RESUMO COMPACTO DA SÍNTESE INTERPRETATIVA DA HISTÓRIA DE PORTUGAL -5: Memórias históricas

Portugal foi sempre um único reino sem identidades fortes separadas, mas dentro dessa unidade política, no entanto, desenvolveram-se várias memórias históricas. Por exemplo, da dinastia, das instituições eclesiásticas, das famílias e linhagens aristocráticas e dos municípios, como se vê nas actas de Cortes. Todas estas entidades, instituições e grupos produziram documentos e arquivos, quer administrativos, quer narrativos. Nalguns casos, atingiu-se mesmo um nível literário e técnico muito elevado, como com a "Crónica de El-Rei D. João I" (cerca de 1434) de Fernão Lopes ou as "Décadas da Ásia" (1552-1563) de João de Barros. A História de Portugal recebeu esses vários contributos, como no caso do poema "Os Lusíadas" (1572) de Luís Vaz de Camões, que, aliás, deveu muito aos materiais narrativos acumulados até então: lido a partir do século XIX como a epopeia colectiva de um povo, o texto privilegia de facto os feitos de algumas famílias aparentadas com a do próprio autor. Mas foi a História das dinastias reinantes (e depois a dos governos) que seria finalmente considerada «nacional», na medida em que, a partir do século XIX, veio a ser assimilada ao processo de projecção de uma nação soberana e construção de um Estado moderno. As crónicas dos reinados, promovidas pelos próprios reis, constituíram o ponto de partida desta História. Em 1846, Alexandre Herculano iniciou com grande êxito de audiência a publicação de uma "História de Portugal" que as gerações seguintes tomariam como a primeira referência propriamente «científica» da historiografia portuguesa».
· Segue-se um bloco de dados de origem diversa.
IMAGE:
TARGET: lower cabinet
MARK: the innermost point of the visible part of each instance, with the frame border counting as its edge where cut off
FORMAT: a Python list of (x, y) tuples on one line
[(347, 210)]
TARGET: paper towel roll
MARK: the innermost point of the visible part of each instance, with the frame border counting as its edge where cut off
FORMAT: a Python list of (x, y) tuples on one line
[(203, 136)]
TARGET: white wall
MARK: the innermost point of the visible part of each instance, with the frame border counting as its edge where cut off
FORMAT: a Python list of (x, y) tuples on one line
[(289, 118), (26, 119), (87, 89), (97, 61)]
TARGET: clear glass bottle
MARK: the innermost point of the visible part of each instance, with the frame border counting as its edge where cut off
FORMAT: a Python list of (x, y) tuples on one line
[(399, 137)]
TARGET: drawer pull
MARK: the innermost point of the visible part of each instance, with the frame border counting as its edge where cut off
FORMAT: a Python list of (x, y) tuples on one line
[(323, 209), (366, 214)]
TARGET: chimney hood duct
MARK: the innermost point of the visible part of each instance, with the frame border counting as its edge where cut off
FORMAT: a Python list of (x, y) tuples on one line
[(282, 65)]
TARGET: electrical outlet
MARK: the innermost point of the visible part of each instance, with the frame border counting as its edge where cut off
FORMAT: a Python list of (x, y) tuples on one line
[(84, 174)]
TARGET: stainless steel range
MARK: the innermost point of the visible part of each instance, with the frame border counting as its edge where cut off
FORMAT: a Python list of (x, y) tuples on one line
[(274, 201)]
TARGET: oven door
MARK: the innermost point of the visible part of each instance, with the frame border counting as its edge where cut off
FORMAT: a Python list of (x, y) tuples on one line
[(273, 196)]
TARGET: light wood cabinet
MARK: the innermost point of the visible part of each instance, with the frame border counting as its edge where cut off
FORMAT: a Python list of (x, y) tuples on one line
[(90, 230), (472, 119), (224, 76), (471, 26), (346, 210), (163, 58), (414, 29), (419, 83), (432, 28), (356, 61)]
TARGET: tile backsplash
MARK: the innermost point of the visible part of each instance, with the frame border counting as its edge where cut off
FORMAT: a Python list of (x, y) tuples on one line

A História constitui, desde então, um terreno privilegiado de reflexão e debate sobre o país, e a ela se dedicaram alguns dos intelectuais de maior destaque da vida pública portuguesa dos séculos XIX e XX: Oliveira Martins ("História de Portugal (1879), Teófilo Braga, António Sardinha, António Sérgio ou Jaime Cortesão. O estudo do passado chegou ainda ao grande público, desde o século XIX, através da ficção à maneira de Walter Scott e Victor Hugo, da qual Almeida Garrett ("Frei Luís de Sousa", "O Arco de Santana", 1845) e Alexandre Herculano ("Eurico, o Presbítero", 1844; "O Monge de Cister", 1848; "Lendas e Narrativas", 1851) deram os melhores exemplos. Mas a História também preencheu o horizonte dos portugueses visualmente, através do tema histórico na pintura (como a de José Malhoa), na estatuária (como a de Francisco Franco, inspirada pelos painéis de São Vicente de Fora) e no cinema (como no filme "Camões", de José Leitão de Barros, em 1946, ou no "Non ou a Vã Glória de Mandar", de Manoel de Oliveira, em 1990), e até na reactivação de estilos, como o neomanuelino no século XIX. A História foi sempre feita por muita gente, com vários objectivos e de várias maneiras.
No entanto, a memória histórica oficial ou publicamente relevante para os portugueses nem sempre incluiu todo o passado do país, não só por limitações da investigação e conhecimento, mas também por óbvia conveniência política e cultural. Na Idade Média, por exemplo, as memórias históricas remeteram geralmente as suas origens, não para quaisquer populações primitivas, mas para as prestigiadas civilizações clássicas do Mediterrâneo, por via da mitologia grega e romana, com a fundação de Lisboa atribuída por exemplo a Ulisses.

A maneira como os portugueses conceberam o seu passado mudou, assim, ao longo da História. Como em todos os países, a memória nacional consistiu num jogo politicamente conveniente de supressões e descobertas. A perseguição da Inquisição durante os séculos XVI-XVIII à minoria «cristã-nova», composta sobretudo pelos descendentes dos judeus convertidos, foi recuperada e valorizada a partir do século XIX, por liberais e republicanos, embora não necessariamente bem compreendida. Por contraste, porém, o facto dos portugueses e seus descendentes radicados na América portuguesa terem sido, entre finais do século XV e meados do século XIX, os maiores traficantes de escravos do planeta foi sempre muito menos claro, tal como o pouco entusiasmo que a abolição da escravatura da escravatura no século XIX suscitou de um lado e outro do Atlântico lusófono.